Reine d’un soir (4/5)

— Vous voyez bien, Mesdames et Messieurs ! Nous sommes dans une situation cornélienne !

Le public a regardé les chauffeurs de salle et n’en a tiré aucun enseignement. Alors, il est resté coi, le public, au bord de la crise de nerfs. C’est à ce moment qu’un petit bonhomme tout rond est sorti des coulisses et s’est dirigé vers le centre de la scène à petits pas bondissants.

4/5

— Ah ! Mais je vois arriver parmi nous quelqu’un qui va peut-être nous sortir d’embarras ! Mesdames et Messieurs, laissez-moi vous présenter la cheville ouvrière, l’âme de cette émission, celui sans qui jamais je n’aurais pu monter Reine d’un soir, celui qui travaille dans l’ombre chaque jour pour rechercher les candidates, les sélectionner avant de les soumettre à votre jugement, le concepteur génial du Méritomètre, mon ami de toujours, mon ami Bob, Bobby comme j’aime l’appeler… Mesdames et Messieurs… Robert Bojo ! On l’applaudit très fort !

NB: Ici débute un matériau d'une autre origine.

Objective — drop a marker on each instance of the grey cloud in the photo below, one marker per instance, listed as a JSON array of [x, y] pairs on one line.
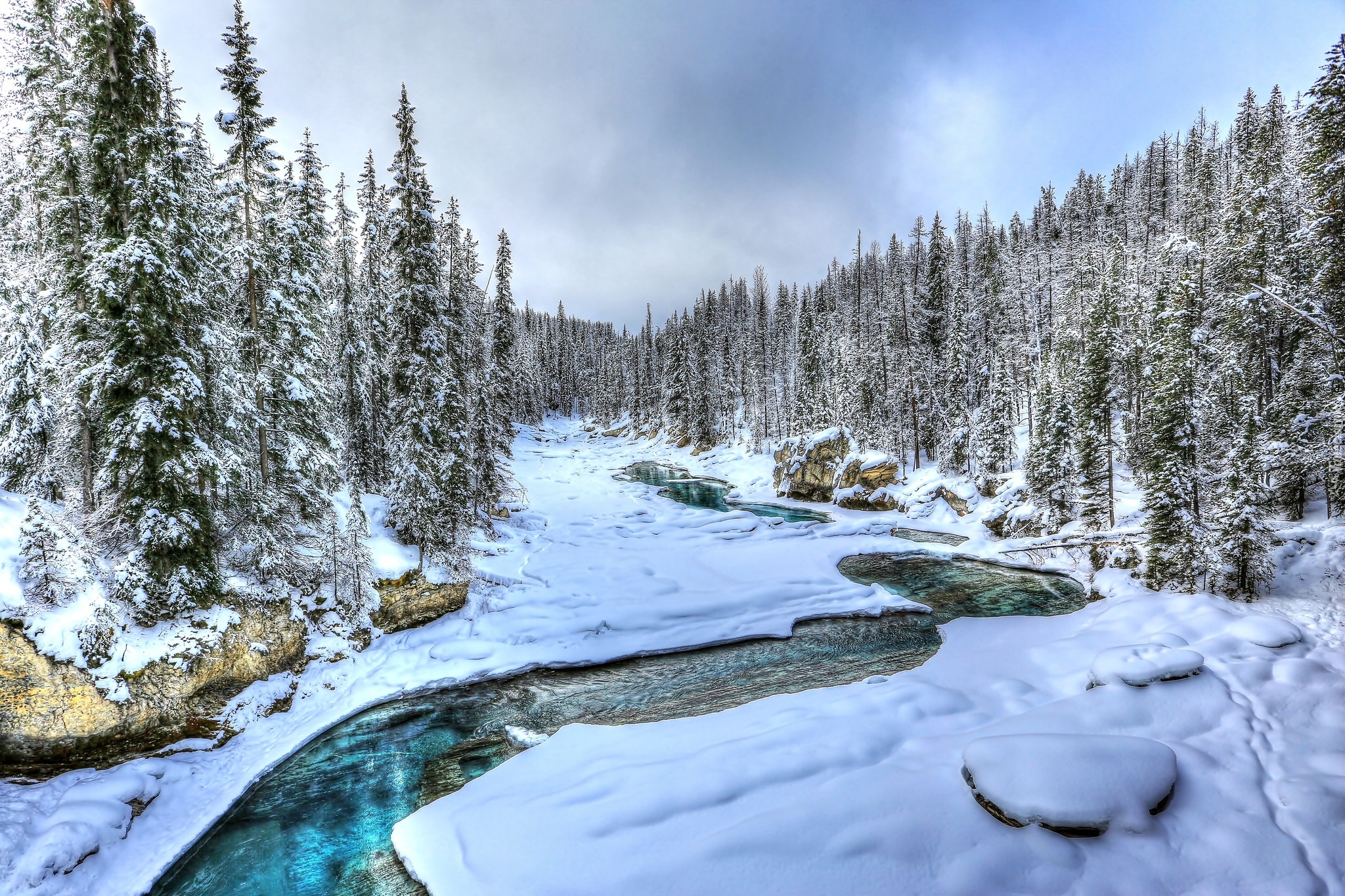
[[642, 151]]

À ce moment, pour moi, c’était devenu évident. Tout ça avait été prévu, calculé, organisé à l’avance, l’égalité des thermomètres, les hésitations de Dorsett, l’arrivée de Bojo, et la solution miracle qu’on n’allait pas tarder à nous faire connaître. Pendant que je réfléchissais, les chauffeurs agitaient frénétiquement toutes leurs pancartes en même temps pour entretenir le tonnerre que Dorsett avait demandé. Bojo a salué modestement et, quand le calme est revenu, il s’est mis à chuchoter à l’oreille de Dorsett. Le public a eu beau tendre ses innombrables oreilles, il n’a rien entendu. Au bout d’une trentaine de longues secondes, Bojo a tourné le dos au public et, de son petit pas bondissant, il a rejoint les coulisses.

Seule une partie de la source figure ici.